AWS: The Cloud Is Falling
Aug 26, 2013 2:20 PM PT
Amazon Web Services were impacted in some areas on Sunday, six days after Web stores on the service in the United States and Canada went down for about 30 minutes, causing losses estimated at up to US$45 million.
The outage lasted about an hour and impacted Facebook's Instagram app, Twitter's Vine app and Airbnb, among others.
Amazon blamed the problem on a networking device that caused packet losses, which it replaced.
The Amazon Web Services service health dashboard indicated that Amazon's Elastic Compute Cloud and its relational database service in Northern Virginia were affected.
"I believe their shared systems are structural points of exposure that take customers all down together," Brian Hierholzer, CEO of Artisan Infrastructure, told the E-Commerce Times.
Networking and system design can be choke points in large distributed systems such as Amazon's, remarked Joe Clabby, president of Clabby Analytics.
What Happened on Sunday
Amazon's service health dashboard indicated that there was a problem with storage services offered in its Elastic Block Store in Northern Virginia.

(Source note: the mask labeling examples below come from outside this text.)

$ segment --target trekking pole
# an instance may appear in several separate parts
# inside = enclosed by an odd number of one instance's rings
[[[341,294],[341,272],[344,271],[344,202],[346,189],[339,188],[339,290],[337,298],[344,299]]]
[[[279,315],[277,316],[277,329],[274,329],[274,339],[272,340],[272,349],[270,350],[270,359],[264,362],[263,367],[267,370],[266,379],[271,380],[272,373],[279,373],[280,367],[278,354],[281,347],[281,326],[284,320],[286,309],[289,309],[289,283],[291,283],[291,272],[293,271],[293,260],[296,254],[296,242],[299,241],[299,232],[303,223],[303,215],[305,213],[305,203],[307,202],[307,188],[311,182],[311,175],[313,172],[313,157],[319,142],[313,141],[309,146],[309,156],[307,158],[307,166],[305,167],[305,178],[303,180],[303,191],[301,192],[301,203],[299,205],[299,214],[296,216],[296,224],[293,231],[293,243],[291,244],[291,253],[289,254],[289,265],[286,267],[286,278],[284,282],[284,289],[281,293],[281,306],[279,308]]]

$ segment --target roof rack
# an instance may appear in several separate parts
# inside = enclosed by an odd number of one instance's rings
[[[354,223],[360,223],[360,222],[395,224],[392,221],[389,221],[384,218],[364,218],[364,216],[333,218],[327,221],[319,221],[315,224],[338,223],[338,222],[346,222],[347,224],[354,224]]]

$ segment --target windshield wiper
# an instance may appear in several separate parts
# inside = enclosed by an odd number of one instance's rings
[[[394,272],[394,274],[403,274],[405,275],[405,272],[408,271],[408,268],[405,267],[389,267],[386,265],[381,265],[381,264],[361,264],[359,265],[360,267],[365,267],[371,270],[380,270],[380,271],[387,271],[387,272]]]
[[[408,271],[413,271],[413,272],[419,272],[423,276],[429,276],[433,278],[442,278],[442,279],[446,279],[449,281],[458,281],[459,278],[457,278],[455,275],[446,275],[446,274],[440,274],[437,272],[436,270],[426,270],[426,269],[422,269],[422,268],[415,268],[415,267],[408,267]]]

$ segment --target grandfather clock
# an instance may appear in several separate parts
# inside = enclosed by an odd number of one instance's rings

Some EBS volumes suffered degraded performance, and elevated EBS-related API and EBS-backed instance launch errors in a single AZ in the US-EAST-1 region, according to Amazon. Those problems were due to network packet loss.
Amazon also experienced connectivity issues for its Elastic Load Balancing service and its Relational Database Services, also in Northern Virginia.
All the problems were eventually fixed. Amazon did not respond to our request for further details.
Stumbling Toward Growth
Amazon Web Services is the largest cloud computing vendor in the business; Gartner estimates it has five times the combined capacity of the next 14 of the top 15 providers.
That makes it difficult to understand why the service continues to suffer from outages and interruptions.
In 2012 alone, it had four major outages at its Northern Virginia data center, which is the company's most heavily trafficked complex.
Amazon reportedly blamed the latest outage on a developer who had accidentally deleted some key data, and stated the disruption affected its ELB service.
Load balancing is key for services such as Amazon's -- it distributes workloads among servers equally to prevent their being swamped.
Still, "previous outages haven't seemed to slow the uptake of AWS, so perhaps Amazon's customers believe that the value they receive somehow balances out poor reliability and quality of service," Charles King, principal analyst at Pund-IT, told the E-Commerce Times.
The Blame Game
Some suspicion has fallen on the NSA's surveillance, suggesting its programs are causing these multiple service interruptions and crashes, but that is "most likely a very low probability," Artisan Infrastructure's Hierholzer said. Other possibilities are unexpectedly large numbers of people trying to access the services and distributed denial of service, or DDoS, attacks.
"There should be more failure domains and ways to isolate these service providers and the resources they consume," Hierholzer suggested.
It could be that Amazon is growing on the cheap. The company reportedly spent about $12 billion on real and virtual revenue-generating IT assets since 2005, while Microsoft spent close to $18 billion and Google forked over nearly $21 billion.
"If you're doing cookie-cutter large volumes, sometimes you don't build in enough redundancy because your attitude is that if one server drops out, you can slot in another and don't have to worry about failure," Clabby Analytics' Clabby told the E-Commerce Times.
On the other hand, the problem could lie mainly with the networks.
"There are so many factors in these complex networks, including the servers, that nothing will ever be perfect," Jim McGregor, principal analyst at Tirias Research, told the E-Commerce Times. "As a result, you have to build in more redundancy, just as the communications vendors have always been required to do."